O exagero das narrativas corria parelha com a ingenuidade dos ouvintes.
[...] A propensão tendia para deformar tudo. O próprio Pero Vaz de Caminha, na
carta enviada a D. Manuel, fabulava a respeito das índias, que a seus olhos
propiciatórios pareciam quase tão belas, como as damas de Lisboa. Era este o
espírito da época. (Raymundo Moraes)
Os relatos de Carvajal sobre a expedição de Orellana são
fantasiosos, superlativos em relação às riquezas da terra e da população nativa
e por diversas vezes contraditórios. Seus devaneios, porém, atingem o clímax ao
fomentar a lenda das Amazonas.
Guerreiras Mundurucus
A mais
formidável e cruel etnia que já existiu no Médio e Alto Amazonas foi, sem
dúvida, a dos “Senhores da Guerra
Mundurucus”. Estes nativos americanos adestravam seus descendentes, desde
cedo, numa rígida disciplina militar e consideravam o combate como a atividade
mais nobre e gratificante da vida de um guerreiro. O porte físico do “Povo Mundurucu” impressionava, eram
altos, dotados de invejável compleição física e portadores das mais belas e
elaboradas tatuagens do planeta. Os complexos desenhos eram gravados quando o
jovem guerreiro atingia seus oito anos de idade e eram ampliados, com o passar
dos anos, no inverno amazônico, até cobrir-lhe inteiramente o corpo.
No combate, os
Mundurucus, se faziam acompanhar das mulheres que carregavam suas flechas e,
segundo antigos relatos, eram capazes de apanhar as flechas inimigas em plena
trajetória. A participação das mulheres no combate, comum em tantas culturas,
auxiliando e incentivando e, eventualmente, substituindo os maridos abatidos,
pelos inimigos, na peleja gerou a criação do mito das Amazonas brasileiras.
As Rabonas Latinas
Da narrativa da viagem do francês
Laurent Saint-Cricq, mais conhecido pelo pseudônimo de Paul Marcoy, na sua obra
“Voyage a travers l’Ámérique du Sud de
l’Océan Pacifique à l’Océan Atlantique”, vamos nos deter no trajeto de
3.300 km que o mesmo percorreu pelo Rio Amazonas desde a fronteira peruana até
Belém do Pará, vencidos em cerca de quatro meses, em meados de 1847. Vejamos o
que nos conta Marcoy a respeito das guerreiras americanas:
No lugar de poucas mulheres
lutando entre os índios na embocadura de um afluente insignificante do grande
Rio, esse último tornou-se inteiramente povoado de mulheres guerreiras cuja
audácia era comparável à das Amazonas asiáticas. [...] Raleigh, Laet, Acunha,
Feijó, Sarmiento e Coronelli escreveram copiosamente sobre o tema. Além de
refutar a existência passada e presente das Amazonas americanas como um povo
separado, e mesmo como um corpo separado de guerreiros, queremos salientar aqui
que viragos ([1])
ou marimachos ([2])
não são absolutamente raros no continente meridional.

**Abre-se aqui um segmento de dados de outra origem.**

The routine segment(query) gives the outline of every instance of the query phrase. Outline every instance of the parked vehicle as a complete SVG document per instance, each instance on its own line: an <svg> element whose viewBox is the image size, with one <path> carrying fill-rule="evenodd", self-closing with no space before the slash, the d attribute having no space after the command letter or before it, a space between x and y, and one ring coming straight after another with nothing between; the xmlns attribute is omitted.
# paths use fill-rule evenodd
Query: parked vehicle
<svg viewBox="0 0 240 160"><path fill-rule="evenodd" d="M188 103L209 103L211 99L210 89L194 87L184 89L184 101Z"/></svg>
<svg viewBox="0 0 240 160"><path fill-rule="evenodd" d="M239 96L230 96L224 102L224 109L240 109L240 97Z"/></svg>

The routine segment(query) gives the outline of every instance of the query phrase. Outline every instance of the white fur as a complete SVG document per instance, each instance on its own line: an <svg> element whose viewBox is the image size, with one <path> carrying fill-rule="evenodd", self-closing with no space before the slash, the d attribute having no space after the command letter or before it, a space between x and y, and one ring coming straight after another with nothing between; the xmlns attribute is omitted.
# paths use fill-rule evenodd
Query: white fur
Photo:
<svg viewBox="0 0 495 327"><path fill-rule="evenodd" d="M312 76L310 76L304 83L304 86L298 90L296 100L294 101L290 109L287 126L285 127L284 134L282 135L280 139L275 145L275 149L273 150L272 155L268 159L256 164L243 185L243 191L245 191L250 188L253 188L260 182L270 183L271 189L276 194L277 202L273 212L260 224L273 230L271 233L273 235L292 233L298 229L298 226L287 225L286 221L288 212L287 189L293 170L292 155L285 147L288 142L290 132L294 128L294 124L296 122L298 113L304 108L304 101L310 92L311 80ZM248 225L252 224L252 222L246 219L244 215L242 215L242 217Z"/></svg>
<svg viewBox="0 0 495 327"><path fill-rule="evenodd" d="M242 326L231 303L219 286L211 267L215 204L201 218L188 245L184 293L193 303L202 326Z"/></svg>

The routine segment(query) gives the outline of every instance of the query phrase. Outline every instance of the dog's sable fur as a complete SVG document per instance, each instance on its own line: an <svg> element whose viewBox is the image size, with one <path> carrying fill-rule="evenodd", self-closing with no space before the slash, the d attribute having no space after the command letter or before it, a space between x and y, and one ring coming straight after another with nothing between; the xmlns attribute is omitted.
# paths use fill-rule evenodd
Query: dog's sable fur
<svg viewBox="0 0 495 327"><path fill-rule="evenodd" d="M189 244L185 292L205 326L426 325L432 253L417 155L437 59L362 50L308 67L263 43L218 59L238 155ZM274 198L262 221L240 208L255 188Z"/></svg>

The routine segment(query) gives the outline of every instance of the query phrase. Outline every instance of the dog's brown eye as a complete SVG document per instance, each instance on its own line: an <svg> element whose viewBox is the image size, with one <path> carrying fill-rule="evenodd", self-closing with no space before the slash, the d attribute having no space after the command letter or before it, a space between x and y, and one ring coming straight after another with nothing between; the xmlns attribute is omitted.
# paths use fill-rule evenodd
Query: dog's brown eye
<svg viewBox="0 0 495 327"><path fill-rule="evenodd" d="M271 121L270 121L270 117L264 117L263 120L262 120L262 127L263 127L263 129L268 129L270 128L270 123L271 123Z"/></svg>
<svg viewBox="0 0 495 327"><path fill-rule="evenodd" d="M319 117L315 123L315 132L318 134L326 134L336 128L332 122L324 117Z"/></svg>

Muitas mulheres acompanham na
guerra seus maridos e irmãos, seja contendo o seu ímpeto, seja estimulando-os
quando necessário com seus gritos e invectivas ([3]). Elas
recolhem as lanças que foram arremessadas, provêm os guerreiros de flechas e
quando a luta termina cuidam dos feridos e despojam os mortos. Essa é a parte
que as mulheres tomam na guerra entre os Murucuris no Leste, os Mayorunas no
Oeste, os Otomacs no Norte e os Huatchipayris no Sul. O leitor lembrará de como
a brava mulher Ticuna do Atacuary afundou a lança no jaguar que havia arrancado
o escalpo do seu marido. Esse temperamento belicoso do sexo frágil na América
do Sul não se limita às Índias que vivem na mata.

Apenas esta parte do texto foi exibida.